Message ID <667842e5f8406e794f5b.1477731200@waste.org>
Download mbox | patch
Permalink /patch/17224/
State Changes Requested
Headers show

Comments

ehpc - Oct. 29, 2016, 8:53 a.m.
# HG changeset patch
# User ehpc <ehpc@ehpc.io>
# Date 1477731183 -10800
#      Sat Oct 29 11:53:03 2016 +0300
# Node ID 667842e5f8406e794f5b22930f4b5715a1dcdfe4
# Parent  260af19891f2bed679a662be07d1379bb8207592
encoding: mercurial ignores setlocale and uses ascii instead of utf8

locale.getpreferredencoding() internally uses locale.setlocale(locale.LC_CTYPE, '')
so even if a user sets locale explicitly via

locale.setlocale(locale.LC_ALL, 'ru_RU.utf8')
locale.setlocale(locale.LC_CTYPE, 'ru_RU.utf8')

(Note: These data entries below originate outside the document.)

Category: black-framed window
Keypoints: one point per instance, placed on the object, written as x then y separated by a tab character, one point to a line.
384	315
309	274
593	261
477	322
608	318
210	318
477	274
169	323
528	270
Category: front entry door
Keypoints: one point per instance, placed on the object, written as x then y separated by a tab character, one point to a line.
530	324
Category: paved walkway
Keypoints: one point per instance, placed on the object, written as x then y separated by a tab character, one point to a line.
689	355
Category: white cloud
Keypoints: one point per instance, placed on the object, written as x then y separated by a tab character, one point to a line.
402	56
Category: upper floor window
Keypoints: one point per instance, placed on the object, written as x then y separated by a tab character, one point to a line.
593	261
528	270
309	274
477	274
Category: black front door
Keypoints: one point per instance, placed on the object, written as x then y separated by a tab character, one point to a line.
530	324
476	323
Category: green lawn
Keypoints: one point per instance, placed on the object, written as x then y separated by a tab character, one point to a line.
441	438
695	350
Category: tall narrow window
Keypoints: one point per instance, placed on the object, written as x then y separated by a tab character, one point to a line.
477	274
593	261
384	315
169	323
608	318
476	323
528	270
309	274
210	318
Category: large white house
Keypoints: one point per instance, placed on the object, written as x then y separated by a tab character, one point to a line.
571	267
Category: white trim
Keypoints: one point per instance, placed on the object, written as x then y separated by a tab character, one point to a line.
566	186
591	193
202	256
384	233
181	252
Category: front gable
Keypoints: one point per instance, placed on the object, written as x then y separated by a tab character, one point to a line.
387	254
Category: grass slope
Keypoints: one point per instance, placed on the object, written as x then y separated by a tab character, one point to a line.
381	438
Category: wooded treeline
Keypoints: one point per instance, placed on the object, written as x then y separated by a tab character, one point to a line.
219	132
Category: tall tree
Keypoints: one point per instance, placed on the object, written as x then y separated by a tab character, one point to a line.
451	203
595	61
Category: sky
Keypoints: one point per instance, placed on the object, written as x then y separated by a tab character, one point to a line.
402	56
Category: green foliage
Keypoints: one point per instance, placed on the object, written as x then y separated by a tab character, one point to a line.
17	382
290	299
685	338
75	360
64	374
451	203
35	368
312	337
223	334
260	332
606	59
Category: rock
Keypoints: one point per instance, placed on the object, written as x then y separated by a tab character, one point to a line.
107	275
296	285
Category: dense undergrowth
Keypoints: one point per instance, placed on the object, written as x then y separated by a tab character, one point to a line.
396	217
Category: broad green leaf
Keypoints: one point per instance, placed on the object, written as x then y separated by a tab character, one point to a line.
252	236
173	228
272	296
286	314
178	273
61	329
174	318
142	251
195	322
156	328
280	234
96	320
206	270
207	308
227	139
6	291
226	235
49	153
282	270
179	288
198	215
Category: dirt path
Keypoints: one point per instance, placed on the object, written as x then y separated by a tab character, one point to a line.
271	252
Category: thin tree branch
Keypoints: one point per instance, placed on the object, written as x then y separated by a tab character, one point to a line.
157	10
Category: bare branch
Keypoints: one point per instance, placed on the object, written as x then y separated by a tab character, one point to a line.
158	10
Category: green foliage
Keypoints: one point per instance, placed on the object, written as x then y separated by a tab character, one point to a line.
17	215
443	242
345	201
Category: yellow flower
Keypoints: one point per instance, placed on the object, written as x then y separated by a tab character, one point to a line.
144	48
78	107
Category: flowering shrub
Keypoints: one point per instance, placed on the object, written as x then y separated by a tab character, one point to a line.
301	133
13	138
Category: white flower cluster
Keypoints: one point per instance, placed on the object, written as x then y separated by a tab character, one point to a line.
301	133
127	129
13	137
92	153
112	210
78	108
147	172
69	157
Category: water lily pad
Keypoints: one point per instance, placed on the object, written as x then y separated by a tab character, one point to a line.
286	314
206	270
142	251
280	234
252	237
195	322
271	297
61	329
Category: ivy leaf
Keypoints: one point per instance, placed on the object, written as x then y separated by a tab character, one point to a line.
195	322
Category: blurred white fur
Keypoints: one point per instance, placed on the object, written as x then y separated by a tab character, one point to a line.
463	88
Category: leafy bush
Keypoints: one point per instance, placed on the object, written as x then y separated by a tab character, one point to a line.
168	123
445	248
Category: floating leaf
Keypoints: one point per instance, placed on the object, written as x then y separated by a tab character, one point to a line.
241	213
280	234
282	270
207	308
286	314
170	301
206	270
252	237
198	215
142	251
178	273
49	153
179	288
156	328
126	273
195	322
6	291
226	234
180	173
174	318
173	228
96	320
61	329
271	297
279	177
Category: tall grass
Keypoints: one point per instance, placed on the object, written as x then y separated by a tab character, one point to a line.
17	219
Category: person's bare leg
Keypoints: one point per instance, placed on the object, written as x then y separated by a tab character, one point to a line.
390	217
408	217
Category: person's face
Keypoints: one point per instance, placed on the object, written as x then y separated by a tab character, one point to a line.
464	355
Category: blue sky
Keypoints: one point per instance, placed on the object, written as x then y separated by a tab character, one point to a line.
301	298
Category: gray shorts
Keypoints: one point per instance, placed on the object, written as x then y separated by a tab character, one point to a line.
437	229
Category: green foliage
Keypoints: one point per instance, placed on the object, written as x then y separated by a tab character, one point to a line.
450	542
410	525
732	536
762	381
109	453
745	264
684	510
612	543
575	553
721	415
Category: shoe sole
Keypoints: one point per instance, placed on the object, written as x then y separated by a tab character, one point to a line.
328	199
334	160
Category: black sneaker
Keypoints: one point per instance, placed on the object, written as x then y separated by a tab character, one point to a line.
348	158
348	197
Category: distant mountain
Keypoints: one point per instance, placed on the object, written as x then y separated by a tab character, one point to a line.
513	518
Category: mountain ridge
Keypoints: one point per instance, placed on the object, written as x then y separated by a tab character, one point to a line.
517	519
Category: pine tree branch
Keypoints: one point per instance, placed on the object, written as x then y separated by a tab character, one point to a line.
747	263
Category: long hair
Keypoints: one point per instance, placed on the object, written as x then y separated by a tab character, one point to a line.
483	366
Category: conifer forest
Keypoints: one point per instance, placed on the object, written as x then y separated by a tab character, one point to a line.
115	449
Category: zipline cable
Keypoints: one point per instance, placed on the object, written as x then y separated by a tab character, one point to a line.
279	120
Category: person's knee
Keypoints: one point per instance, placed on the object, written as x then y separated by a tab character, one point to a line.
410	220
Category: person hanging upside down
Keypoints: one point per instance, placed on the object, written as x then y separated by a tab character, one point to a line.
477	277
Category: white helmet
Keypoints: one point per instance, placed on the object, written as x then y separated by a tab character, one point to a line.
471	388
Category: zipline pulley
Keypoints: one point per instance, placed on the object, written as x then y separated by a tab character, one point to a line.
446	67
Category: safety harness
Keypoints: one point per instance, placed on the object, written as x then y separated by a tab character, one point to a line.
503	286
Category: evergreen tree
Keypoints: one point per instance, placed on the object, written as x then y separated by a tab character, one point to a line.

mercurial still detects ascii. There is also a problem with tolocal method
even when encoding is detected correctly. If a string of type 'str' was fed to
the method and encoding is UTF-8 it won't convert it to a proper 'unicode' string
feeding back an 'str' instead.

Patch

diff --git a/mercurial/encoding.py b/mercurial/encoding.py
--- a/mercurial/encoding.py
+++ b/mercurial/encoding.py
@@ -93,7 +93,7 @@ 
 try:
     encoding = environ.get("HGENCODING")
     if not encoding:
-        encoding = locale.getpreferredencoding() or 'ascii'
+        encoding = locale.getpreferredencoding(False) or 'ascii'
         encoding = _encodingfixers.get(encoding, lambda: encoding)()
 except locale.Error:
     encoding = 'ascii'
@@ -146,11 +146,14 @@ 
 
     try:
         try:
+            if encoding == 'UTF-8':
+                # fast path
+                if isinstance(s, unicode):
+                    return s
+                else:
+                    return s.decode('UTF-8')
             # make sure string is actually stored in UTF-8
             u = s.decode('UTF-8')
-            if encoding == 'UTF-8':
-                # fast path
-                return s
             r = u.encode(_sysstr(encoding), u"replace")
             if u == r.decode(_sysstr(encoding)):
                 # r is a safe, non-lossy encoding of s